When I was a young man, before I had discovered the glorious grace of our Lord Jesus Christ, I used sometimes to grieve for hours over all the things I loved, the familiar beauty of the trees and the birds, the strange wonders of deep space and human love, feeling that they were all in the end meaningless, since they would fall through decay into nothing. Now I know better, my heart sings every time I think of the things Henri Nouwen is writing about here!
Our short lives on earth are sowing time. If there were no resurrection of the dead, everything we live on earth would come to nothing. How can we believe in a God who loves us unconditionally if all the joys and pains of our lives are in vain, vanishing in the earth with our mortal flesh and bones? Because God loves us unconditionally, from eternity to eternity, God cannot allow our bodies - the same as that in which Jesus, his Son and our savior, appeared to us - to be lost in final destruction.
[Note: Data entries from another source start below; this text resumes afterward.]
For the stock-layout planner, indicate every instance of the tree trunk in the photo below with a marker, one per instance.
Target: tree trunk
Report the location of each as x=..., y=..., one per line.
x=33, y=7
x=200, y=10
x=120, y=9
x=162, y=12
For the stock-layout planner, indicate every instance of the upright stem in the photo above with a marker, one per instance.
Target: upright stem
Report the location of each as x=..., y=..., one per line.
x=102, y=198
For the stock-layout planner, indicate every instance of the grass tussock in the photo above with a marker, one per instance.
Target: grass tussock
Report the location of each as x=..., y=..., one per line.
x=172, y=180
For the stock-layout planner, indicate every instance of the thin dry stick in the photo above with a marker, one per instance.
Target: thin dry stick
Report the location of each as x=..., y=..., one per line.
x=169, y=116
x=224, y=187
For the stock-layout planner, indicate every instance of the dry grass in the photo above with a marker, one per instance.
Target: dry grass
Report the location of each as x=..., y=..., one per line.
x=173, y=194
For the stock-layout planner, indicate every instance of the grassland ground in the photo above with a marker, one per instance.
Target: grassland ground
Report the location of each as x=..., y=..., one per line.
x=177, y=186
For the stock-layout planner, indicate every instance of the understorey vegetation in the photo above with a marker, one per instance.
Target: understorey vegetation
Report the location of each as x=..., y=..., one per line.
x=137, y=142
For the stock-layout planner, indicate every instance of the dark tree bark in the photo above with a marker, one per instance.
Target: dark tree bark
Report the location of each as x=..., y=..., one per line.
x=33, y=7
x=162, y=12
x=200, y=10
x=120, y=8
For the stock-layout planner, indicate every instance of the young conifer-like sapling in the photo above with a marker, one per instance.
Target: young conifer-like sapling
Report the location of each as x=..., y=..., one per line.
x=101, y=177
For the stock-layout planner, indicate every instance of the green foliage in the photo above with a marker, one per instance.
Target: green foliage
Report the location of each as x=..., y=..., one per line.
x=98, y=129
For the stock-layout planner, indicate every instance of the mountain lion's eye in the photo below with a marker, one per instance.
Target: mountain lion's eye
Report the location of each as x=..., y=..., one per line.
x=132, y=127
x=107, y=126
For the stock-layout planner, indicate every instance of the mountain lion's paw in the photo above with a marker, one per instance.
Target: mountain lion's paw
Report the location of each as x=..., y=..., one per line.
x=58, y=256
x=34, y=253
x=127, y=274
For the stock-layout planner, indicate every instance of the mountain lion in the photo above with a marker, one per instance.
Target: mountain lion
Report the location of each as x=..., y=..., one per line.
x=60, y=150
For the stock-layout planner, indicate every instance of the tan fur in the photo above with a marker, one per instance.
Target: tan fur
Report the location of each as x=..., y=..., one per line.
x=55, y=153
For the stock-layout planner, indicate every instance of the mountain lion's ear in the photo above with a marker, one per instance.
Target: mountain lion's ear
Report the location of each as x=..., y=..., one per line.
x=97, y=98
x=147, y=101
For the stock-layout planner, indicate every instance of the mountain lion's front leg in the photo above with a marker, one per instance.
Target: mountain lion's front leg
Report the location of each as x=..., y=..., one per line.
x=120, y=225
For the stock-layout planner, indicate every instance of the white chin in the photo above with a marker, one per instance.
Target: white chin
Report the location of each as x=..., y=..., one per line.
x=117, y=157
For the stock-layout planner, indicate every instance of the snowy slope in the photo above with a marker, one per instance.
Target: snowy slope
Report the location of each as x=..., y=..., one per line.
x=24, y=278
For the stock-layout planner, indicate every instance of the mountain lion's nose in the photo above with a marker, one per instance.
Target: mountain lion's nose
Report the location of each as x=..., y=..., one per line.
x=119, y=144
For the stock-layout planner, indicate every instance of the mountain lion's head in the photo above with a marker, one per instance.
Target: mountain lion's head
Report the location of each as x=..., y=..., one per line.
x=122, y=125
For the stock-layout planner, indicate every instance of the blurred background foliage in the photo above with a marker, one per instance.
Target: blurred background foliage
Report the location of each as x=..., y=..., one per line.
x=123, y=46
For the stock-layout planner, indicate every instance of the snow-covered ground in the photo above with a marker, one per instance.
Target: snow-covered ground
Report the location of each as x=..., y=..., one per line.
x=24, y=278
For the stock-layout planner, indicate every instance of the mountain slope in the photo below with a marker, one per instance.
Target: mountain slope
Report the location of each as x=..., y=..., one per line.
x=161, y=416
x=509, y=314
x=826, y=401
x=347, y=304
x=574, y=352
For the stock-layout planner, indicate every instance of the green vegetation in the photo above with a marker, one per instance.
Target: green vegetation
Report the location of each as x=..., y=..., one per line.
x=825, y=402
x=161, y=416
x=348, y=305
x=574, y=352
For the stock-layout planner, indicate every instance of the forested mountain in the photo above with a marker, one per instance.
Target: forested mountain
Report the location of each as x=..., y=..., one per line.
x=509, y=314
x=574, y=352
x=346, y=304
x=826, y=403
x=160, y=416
No, life on earth is the time when the seeds of the risen body are planted. Paul says: "What is sown is perishable, but what is raised is imperishable; what is sown is contemptible but what is raised is glorious; what is sown is weak, but what is raised is powerful; what is sown is a natural body, and what is raised is a spiritual body" (1 Corinthians 15:42-44). This wonderful knowledge that nothing we live in our bodies is lived in vain holds a call for us to live every moment as a seed of eternity.
The wonderful knowledge, that nothing we live in our body is lived in vain, holds a call for us to live every moment as a seed of eternity.